TR: When is there going to be a cure for cancer?

RW: If you look at the death rates for cancer in this country, they've been going down for most but not all kinds of cancer. There's not going to be a single, dramatic cure. Instead, there will be a series of cures that will be developed over the years that will progressively lower the death rate. It's going to be incremental gains. There may be certain dramatic battles that are won--certain kinds of cancers will be converted from a life-threatening to a chronic disease.

In the long run, the biggest reductions in cancer mortality will actually come from prevention, not treatment. So one can probably halve, maybe even decrease by two-thirds, one's risk of getting cancer by not smoking, by not living with smokers, by staying slim, by having a diet which is high in vegetables and low in red meats, by getting exercise, and maybe in the future by taking different kinds of vitamins.
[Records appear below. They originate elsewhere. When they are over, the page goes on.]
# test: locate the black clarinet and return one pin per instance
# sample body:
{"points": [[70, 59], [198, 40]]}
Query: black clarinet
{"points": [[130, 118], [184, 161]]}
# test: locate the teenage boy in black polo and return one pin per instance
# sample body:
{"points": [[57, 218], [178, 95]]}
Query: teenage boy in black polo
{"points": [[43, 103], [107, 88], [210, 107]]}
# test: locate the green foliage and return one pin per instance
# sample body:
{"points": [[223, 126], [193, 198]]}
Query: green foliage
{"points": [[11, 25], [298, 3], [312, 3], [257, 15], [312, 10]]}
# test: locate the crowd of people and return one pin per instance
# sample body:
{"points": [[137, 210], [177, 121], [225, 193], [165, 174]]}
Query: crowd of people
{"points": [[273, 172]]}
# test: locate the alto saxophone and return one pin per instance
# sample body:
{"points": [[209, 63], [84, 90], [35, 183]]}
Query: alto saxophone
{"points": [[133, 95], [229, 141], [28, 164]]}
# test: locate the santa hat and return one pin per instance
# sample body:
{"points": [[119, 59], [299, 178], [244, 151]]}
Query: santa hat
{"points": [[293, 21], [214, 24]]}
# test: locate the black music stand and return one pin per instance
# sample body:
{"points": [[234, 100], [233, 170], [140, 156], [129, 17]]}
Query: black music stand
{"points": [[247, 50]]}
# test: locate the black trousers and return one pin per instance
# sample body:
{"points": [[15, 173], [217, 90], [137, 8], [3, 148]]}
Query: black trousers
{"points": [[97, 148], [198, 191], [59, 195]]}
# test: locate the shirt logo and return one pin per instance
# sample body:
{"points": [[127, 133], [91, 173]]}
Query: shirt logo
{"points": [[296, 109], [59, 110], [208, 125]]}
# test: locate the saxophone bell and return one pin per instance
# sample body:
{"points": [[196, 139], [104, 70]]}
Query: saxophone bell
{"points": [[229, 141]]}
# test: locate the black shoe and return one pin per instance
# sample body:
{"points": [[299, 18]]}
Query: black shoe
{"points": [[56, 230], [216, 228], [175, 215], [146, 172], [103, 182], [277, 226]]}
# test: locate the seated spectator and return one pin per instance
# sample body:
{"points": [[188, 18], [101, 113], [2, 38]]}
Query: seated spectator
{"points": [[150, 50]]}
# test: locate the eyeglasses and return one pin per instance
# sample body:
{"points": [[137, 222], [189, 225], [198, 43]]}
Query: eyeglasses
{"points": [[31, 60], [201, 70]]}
It's still a little bit sketchy as to which ones. The risk of dying from cancer, which is now about one in five, may go down to one in ten, or one in fifteen. Could be.

Comments

  • Embryological Cancer Cells
    I believe that a single cure is possible. If the cancer cell reverts to an earlier embryological stage then there is a very good possibility that the cell's program could be "fast forwarded" to an adult phenotype. Perhaps something innocuous like connective tissue.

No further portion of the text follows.